一方アルヴァはというと気まずそうに目を逸らして、言い訳を考えている様であった。悪戯がバレた子どもの様な姿に愛奈は溜息を吐いた。
「今日が何の日か知っているでしょう」
シャイネンナハト。すべての国が争いを止め、聖夜に想いを馳せる日である。
そんな日にアルヴァはいつも通り仕事に出かけようとしていた。
慌てて読みかけの本を放り出して、彼が出ていく寸前で身体を割り込ませたのが今である。
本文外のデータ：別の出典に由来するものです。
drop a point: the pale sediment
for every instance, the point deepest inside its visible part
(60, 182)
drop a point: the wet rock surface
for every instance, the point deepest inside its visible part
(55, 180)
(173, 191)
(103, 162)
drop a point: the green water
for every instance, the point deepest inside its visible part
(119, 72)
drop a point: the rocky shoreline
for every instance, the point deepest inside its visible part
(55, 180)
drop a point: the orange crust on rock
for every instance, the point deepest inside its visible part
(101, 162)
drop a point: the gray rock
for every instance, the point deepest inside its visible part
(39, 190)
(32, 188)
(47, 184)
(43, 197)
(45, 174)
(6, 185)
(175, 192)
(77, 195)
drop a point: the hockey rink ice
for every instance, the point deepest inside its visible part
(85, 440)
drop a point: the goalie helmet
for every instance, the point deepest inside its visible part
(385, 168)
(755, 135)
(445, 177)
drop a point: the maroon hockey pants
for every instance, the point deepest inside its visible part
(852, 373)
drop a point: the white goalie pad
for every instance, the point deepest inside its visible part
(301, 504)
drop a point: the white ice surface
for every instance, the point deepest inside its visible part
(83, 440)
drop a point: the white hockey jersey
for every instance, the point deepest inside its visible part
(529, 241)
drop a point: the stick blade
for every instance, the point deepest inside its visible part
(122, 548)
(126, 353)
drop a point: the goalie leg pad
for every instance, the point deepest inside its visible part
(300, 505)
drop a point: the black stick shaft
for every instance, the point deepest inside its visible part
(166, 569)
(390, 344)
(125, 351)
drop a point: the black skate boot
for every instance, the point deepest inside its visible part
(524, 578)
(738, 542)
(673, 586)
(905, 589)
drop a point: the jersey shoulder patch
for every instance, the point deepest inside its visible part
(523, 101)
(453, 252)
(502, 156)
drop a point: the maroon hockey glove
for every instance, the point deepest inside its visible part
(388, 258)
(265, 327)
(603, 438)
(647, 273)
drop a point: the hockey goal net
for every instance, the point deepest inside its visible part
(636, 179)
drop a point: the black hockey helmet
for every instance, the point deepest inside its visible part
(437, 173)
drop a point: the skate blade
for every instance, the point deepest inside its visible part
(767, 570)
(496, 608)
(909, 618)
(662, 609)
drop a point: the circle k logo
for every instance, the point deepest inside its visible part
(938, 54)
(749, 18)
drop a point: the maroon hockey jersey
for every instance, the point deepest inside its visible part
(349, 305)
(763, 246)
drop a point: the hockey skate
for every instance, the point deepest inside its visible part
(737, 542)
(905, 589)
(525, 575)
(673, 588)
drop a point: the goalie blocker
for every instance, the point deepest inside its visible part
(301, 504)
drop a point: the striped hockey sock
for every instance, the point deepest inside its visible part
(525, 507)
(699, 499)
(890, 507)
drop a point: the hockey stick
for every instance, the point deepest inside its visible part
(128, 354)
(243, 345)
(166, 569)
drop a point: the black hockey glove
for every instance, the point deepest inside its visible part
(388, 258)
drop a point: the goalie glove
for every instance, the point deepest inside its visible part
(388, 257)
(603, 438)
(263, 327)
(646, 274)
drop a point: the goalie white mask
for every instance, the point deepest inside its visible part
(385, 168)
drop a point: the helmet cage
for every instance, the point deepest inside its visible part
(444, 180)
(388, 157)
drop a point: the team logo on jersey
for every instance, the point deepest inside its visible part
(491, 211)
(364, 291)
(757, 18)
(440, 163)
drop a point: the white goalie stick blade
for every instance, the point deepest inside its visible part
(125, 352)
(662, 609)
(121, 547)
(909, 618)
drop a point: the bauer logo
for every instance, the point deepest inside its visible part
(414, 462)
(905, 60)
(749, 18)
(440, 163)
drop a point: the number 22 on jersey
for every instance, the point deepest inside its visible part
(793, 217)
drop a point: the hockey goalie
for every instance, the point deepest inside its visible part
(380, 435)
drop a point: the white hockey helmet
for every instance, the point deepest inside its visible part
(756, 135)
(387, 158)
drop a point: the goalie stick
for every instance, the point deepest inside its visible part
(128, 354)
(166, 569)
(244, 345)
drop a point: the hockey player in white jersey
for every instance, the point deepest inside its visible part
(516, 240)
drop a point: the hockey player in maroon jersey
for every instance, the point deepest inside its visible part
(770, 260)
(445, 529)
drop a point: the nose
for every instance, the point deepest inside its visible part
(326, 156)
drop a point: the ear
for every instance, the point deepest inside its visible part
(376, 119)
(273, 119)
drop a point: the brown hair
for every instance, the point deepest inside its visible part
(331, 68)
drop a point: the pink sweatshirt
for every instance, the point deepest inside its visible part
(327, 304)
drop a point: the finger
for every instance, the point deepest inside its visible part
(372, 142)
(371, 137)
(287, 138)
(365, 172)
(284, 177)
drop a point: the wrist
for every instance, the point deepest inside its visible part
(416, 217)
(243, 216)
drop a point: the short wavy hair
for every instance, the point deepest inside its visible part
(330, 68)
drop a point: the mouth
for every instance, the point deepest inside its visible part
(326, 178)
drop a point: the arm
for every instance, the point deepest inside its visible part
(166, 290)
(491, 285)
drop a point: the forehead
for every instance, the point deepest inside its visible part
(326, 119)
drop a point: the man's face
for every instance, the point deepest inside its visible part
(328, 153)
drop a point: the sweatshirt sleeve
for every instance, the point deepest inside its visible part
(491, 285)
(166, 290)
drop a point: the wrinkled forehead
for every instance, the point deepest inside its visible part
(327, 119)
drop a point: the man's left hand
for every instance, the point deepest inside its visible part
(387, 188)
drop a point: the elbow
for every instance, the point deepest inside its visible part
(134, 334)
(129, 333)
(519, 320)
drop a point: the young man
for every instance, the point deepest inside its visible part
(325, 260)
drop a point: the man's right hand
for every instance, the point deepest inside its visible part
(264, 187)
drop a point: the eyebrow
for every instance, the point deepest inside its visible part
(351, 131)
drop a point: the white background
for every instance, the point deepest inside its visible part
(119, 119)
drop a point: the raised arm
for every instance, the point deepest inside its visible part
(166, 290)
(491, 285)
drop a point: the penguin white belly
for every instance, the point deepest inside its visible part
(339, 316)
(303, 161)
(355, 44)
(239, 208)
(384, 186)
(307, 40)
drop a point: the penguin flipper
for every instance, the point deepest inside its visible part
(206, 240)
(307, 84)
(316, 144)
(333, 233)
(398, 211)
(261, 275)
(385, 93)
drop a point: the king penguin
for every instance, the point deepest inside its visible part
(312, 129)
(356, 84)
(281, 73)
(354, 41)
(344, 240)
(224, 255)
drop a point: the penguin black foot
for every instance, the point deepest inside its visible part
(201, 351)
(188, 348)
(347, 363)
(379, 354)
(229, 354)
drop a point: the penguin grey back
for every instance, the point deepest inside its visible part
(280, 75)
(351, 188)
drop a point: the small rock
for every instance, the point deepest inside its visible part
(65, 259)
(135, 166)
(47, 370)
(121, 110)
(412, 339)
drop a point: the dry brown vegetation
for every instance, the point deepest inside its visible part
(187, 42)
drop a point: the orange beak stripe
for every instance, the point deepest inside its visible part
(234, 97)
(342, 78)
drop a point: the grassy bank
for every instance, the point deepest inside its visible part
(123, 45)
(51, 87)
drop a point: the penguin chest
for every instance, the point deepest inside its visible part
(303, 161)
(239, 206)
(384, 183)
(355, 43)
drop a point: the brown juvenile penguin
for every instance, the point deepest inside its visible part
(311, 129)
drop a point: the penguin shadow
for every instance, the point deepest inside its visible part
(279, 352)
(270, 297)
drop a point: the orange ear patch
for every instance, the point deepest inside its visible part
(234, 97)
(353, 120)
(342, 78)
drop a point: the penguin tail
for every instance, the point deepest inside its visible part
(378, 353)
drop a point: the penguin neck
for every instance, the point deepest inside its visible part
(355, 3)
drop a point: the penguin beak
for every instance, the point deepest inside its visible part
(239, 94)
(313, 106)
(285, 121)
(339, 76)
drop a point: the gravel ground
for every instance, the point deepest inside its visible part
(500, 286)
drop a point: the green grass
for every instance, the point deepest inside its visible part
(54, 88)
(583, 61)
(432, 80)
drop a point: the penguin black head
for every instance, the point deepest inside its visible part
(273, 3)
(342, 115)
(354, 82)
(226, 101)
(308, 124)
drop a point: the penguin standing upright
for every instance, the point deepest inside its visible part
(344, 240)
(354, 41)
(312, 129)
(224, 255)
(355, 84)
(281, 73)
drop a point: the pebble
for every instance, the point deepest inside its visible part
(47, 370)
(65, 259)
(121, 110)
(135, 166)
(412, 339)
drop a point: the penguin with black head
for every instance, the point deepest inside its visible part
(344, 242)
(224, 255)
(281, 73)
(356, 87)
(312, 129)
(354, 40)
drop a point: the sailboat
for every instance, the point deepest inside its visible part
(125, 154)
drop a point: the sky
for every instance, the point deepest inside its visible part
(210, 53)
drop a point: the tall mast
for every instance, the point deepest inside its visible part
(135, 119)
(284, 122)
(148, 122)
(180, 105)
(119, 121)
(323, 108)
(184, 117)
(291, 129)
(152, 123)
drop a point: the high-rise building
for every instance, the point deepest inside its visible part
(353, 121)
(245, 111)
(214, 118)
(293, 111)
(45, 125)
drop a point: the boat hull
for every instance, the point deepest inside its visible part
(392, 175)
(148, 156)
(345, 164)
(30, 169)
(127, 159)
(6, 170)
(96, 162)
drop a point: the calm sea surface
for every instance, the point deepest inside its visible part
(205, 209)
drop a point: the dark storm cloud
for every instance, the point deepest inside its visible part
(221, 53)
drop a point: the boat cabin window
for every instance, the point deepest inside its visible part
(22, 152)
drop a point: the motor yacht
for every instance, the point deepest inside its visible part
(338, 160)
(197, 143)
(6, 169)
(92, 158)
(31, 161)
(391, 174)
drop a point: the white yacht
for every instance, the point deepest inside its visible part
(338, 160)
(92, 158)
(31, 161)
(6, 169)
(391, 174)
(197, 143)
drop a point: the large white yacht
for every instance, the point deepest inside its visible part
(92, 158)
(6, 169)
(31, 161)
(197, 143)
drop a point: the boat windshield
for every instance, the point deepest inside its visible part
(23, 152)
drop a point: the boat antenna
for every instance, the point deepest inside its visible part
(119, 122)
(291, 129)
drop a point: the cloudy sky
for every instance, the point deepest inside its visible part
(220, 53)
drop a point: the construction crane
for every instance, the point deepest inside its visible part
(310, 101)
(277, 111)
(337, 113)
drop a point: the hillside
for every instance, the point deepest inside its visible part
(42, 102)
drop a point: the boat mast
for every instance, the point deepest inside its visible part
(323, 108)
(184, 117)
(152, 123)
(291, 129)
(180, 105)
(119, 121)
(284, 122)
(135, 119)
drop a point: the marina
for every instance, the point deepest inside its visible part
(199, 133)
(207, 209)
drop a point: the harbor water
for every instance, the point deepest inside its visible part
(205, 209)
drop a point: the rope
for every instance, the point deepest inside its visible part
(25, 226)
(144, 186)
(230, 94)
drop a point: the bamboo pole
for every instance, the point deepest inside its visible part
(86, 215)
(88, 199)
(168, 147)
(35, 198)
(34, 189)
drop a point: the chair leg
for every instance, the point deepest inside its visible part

仕事だといって無茶をしに行くアルヴァをどうして見逃せるというのか。
(どうせまた、怪我をして帰ってくるんでしょう?)
何度その白を、黒を、青を。
紅に染めたらこの男は気が付くのか。
――否、とっくにその感覚は鈍ってしまったのだろうか。
航空猟兵のリーダーという重責が、そうさせてしまったのだろうか。
「……わかったら、早く片付けてきてください」
アルヴァは頬を掻いて苦々しく笑うことしかできなかった。
(……ごめんな)
それでも、この後自分は彼女を裏切っていつもの様に羽搏くのだ。
それがどれだけ、痛みを伴う物だとしても。